It’s all right there in its name: Carpenter bee. This dastardly creature is the real thing. Complete with the ability to chain saw its way through structural woods. Who are they, what damage can they rain down, and what can you do about them? These are the questions of the moment.
Other than for their nuisance factor, most bee’s pose little threat to us. Among the exceptions is the Carpenter Bee. These large bodied bees come in one of 500 species and are found throughout the world. Resembling the Bumble bee in many ways, but larger, they are hairless and shiny with a black abdomen.
Often mistaken for the Bumble bee that nest underground, the Carpenter bee is usually found under the outside eaves of a home, burrowing into available wood. More solitary they may seem threatening if approached, but like the dog, their “bark is worse than their bite.”
The threat posed by the Carpenter bee takes its toll over time. Over a few short years the brood of bees grows and with the increased numbers comes the damage. It is their targeting of the wood structure found in many homes where the real damage occurs. Known for their ability to drill into the wood and burrow off into different areas of their target home structure is damaged, weakened, and even destroyed.

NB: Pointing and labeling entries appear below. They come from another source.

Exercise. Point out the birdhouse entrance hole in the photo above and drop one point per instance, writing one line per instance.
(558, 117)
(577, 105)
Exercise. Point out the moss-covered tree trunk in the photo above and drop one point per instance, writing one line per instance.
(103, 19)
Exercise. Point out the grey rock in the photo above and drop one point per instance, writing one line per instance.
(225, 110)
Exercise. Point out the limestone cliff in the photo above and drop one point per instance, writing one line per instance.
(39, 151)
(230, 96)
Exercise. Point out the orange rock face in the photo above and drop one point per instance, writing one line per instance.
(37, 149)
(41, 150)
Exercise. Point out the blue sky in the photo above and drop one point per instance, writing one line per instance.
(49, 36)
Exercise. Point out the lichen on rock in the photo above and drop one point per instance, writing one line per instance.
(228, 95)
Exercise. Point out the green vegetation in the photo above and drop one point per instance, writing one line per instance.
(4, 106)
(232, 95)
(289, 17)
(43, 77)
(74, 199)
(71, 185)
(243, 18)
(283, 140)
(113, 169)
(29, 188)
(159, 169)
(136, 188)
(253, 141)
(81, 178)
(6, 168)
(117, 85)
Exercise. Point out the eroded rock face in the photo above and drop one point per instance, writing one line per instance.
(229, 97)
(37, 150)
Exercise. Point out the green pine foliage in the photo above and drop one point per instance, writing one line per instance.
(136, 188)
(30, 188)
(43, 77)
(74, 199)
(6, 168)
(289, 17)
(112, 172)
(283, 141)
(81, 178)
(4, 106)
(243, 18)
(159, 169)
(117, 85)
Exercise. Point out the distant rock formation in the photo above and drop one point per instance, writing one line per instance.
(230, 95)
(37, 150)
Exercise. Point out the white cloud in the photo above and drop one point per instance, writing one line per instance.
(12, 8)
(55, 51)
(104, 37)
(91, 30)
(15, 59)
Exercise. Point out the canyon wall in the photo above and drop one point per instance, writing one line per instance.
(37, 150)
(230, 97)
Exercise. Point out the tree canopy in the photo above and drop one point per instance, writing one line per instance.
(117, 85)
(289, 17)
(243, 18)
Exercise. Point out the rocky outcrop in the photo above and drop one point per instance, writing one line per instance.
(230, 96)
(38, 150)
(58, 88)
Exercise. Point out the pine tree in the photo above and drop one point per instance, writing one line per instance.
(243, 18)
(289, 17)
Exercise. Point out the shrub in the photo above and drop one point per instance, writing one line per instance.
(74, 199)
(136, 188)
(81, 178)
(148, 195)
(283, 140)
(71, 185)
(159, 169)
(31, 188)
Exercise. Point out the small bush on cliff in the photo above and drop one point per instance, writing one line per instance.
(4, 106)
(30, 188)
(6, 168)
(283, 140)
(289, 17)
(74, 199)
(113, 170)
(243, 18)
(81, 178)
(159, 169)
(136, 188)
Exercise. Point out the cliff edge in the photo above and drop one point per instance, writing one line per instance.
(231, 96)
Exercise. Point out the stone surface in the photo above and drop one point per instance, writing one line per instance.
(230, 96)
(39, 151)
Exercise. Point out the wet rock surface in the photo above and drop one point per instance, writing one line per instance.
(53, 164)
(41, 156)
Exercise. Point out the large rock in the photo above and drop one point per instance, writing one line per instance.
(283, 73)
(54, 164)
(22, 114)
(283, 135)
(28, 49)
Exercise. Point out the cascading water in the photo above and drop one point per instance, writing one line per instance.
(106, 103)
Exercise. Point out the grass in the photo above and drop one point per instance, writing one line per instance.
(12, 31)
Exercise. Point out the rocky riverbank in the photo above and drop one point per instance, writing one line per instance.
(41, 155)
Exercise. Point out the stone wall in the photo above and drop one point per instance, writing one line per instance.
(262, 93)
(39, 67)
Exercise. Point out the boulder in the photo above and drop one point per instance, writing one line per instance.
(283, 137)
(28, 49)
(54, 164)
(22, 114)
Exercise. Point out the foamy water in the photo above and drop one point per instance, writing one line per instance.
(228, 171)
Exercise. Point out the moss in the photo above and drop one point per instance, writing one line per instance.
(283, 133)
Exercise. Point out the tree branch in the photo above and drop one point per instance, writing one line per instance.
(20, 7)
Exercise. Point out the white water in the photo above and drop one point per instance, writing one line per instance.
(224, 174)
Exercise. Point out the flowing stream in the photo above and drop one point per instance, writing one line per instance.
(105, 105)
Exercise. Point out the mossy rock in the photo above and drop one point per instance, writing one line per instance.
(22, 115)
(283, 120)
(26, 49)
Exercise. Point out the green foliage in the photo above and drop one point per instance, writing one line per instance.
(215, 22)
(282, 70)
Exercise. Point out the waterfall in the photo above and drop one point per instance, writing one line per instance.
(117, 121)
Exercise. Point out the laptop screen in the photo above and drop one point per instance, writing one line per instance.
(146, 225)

The preference of the bee is wood larger than 2 inches thick. The wood attacked by these little creatures is not eaten, but becomes the shelter and a nursery for raising their young. Their taste in wood runs of mostly untreated and exposed wood. The excavation has even shown up in wooden lawn furniture.
To their advantage most of us don’t like messing with bees. There seems to be a phobia-like reaction to them. We assume that all of their activities are centered on the important function of pollination. Many times their number is underestimated or the species is not identified.

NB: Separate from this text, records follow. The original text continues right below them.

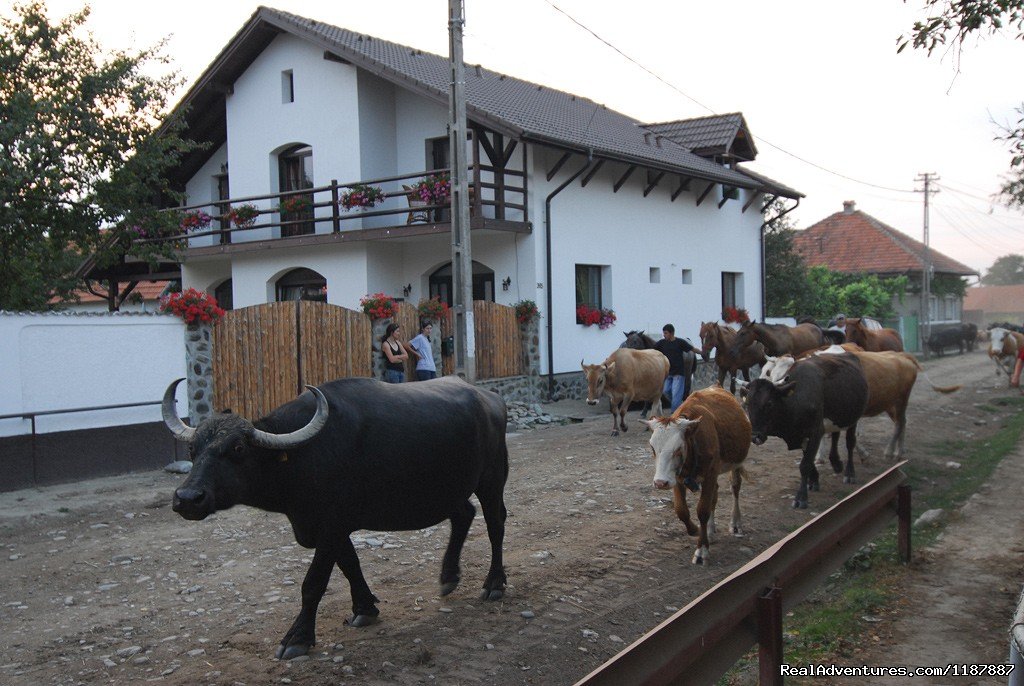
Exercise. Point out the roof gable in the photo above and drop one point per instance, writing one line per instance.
(504, 103)
(854, 242)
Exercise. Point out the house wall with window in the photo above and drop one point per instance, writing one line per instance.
(637, 240)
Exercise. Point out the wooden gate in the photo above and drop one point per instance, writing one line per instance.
(499, 344)
(263, 355)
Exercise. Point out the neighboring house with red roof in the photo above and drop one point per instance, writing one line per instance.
(994, 304)
(854, 242)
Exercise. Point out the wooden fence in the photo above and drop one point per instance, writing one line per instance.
(263, 355)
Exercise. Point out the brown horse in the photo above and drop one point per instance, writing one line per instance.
(716, 337)
(778, 339)
(872, 341)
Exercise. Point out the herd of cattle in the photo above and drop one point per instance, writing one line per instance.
(332, 462)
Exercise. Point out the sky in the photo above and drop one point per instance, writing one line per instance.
(835, 112)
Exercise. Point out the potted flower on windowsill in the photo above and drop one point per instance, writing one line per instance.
(194, 220)
(243, 216)
(378, 305)
(361, 196)
(588, 316)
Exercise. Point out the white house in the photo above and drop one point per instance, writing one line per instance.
(572, 203)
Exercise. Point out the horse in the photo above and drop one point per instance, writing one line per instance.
(637, 340)
(872, 341)
(715, 336)
(777, 338)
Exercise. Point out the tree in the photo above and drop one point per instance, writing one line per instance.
(786, 289)
(1006, 270)
(78, 151)
(951, 23)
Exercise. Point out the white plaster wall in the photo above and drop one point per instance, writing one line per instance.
(632, 233)
(325, 115)
(62, 360)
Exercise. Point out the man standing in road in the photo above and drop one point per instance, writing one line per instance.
(681, 360)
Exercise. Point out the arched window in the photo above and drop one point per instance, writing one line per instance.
(483, 283)
(301, 284)
(295, 167)
(224, 296)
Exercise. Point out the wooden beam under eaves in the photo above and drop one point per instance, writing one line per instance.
(754, 196)
(652, 182)
(701, 197)
(684, 184)
(558, 165)
(596, 168)
(622, 180)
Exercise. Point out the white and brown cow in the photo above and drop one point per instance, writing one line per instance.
(1003, 347)
(707, 436)
(627, 375)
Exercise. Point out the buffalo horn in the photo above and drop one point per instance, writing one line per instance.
(180, 430)
(283, 441)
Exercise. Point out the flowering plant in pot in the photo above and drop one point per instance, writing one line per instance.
(588, 316)
(195, 220)
(378, 305)
(432, 308)
(733, 314)
(434, 189)
(244, 215)
(361, 195)
(193, 306)
(526, 311)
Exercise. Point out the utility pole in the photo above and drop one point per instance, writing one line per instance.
(926, 272)
(462, 257)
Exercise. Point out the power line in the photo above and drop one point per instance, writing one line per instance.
(712, 111)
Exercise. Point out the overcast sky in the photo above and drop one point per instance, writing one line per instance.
(834, 111)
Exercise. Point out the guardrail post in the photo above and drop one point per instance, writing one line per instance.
(903, 514)
(770, 637)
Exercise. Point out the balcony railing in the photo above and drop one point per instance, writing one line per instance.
(492, 198)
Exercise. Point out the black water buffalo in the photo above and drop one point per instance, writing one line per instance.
(356, 454)
(821, 394)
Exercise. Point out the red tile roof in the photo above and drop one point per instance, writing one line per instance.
(854, 242)
(995, 298)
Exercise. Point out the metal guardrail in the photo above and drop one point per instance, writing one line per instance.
(704, 640)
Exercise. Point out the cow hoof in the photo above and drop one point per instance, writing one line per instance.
(291, 651)
(358, 620)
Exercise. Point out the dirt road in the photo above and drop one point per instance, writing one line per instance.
(103, 584)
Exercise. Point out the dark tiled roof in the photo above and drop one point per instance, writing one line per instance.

As you might imagine, over time the damages done to the wooden structure of a home can become quite serious. This is especially true when the wood converted to the personal use of the Carpenter bee happens to be a support beam.
Here is what you need to be on the lookout for:
• Body shape
• Nesting location
If any of these match with the Carpenter bee, it’s time to take action. This can be accomplished in one of two ways:
1. By using a store bought insecticidal. Be sure to carefully follow the instructions to avoid the dangerous fumes or even the sting of an enraged bee or worse yet, bees.
2. The favored choice of many is to hire a licensed pest control company.
Whichever your choice, there are two other preventative measures you can take after the bees are gone.
Apply a recommended wood treatment to the at-risk and exposed wood areas of your home, and make sure to have someone examine the nesting area to assess for damages.